Neither the U.N. nor any country in the world has an exact indication of what is happening in Iran. This situation is bad for the free world; it’s bad for everyone who is of the opinion that the existence of such a devastating weapon in the hands of fundamentalism is extremely dangerous. Due to events in Syria, the Iranian issue has been forgotten, but, unfortunately, the centrifuges and nuclear development programs in Iran continue to operate freely. The world has shifted its gaze away from Iran, and for its government, this is a grace period like no other. It’s unnecessary to identify the likely implications.
After saying all of this and putting forth a hesitant criticism of the American government, we must also deal with the European hypocrisy that has made the matter more difficult for Obama. I do not intend to suggest that European leaders must ignore the opinions of the people in their countries. Along with that, this whole process of parliamentary approvals and complicated bureaucratic labyrinths speaks to an era in which Europe is sinking into a deep, sweet sleep.

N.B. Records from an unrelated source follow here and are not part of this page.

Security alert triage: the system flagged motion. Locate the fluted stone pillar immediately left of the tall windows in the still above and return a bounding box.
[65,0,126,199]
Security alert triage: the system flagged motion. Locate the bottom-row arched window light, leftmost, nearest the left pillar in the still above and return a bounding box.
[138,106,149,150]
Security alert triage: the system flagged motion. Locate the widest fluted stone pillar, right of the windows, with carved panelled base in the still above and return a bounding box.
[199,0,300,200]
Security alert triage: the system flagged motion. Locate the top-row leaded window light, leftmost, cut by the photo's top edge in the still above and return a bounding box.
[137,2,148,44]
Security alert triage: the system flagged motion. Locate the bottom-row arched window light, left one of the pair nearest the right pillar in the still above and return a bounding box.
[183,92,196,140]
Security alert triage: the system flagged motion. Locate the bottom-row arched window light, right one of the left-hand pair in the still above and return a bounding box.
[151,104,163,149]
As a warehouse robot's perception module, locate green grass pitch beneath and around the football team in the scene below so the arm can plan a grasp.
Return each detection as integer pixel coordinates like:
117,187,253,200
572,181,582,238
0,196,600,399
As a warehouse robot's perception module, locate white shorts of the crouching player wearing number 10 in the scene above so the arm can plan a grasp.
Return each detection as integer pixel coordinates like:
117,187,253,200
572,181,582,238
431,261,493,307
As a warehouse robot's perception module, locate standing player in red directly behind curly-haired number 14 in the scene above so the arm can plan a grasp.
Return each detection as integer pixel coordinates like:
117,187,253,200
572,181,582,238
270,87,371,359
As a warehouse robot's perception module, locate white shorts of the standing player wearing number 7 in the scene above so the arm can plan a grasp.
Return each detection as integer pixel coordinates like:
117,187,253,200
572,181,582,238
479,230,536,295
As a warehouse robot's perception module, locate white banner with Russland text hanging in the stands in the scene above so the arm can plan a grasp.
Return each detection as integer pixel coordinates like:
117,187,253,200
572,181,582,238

There have been periods in European history — both recent and distant — in which this kind of sleep we are seeing today leads to grave disasters.
Europe won’t be able to wash its hands of responsibility if Iran obtains a nuclear weapon. And that’s the main point. Regardless of all the media attention, Syria is just a symptom of a more serious disease that is ruling in Europe. This fact is more than a little discouraging for the U.S. government. Let’s not forget that past American presidents who were extremely militant and quick to draw weapons did not simply ignore European support when deliberating on engaging in war with global implications.
Europe’s decision to withdraw its hands from the Syrian crisis and to turn a cold shoulder to the United States is very worrying. We must remember one basic thing: The United States is not threatened. Its citizens are very safe. Those who are being lenient will contend that American reluctance to military action is understandable: What is not understandable is Europe’s stance. The scenario playing out between Europe and Iran is how the free world is likely to deteriorate into an abyss while the faces of Iranian leaders shine with joy.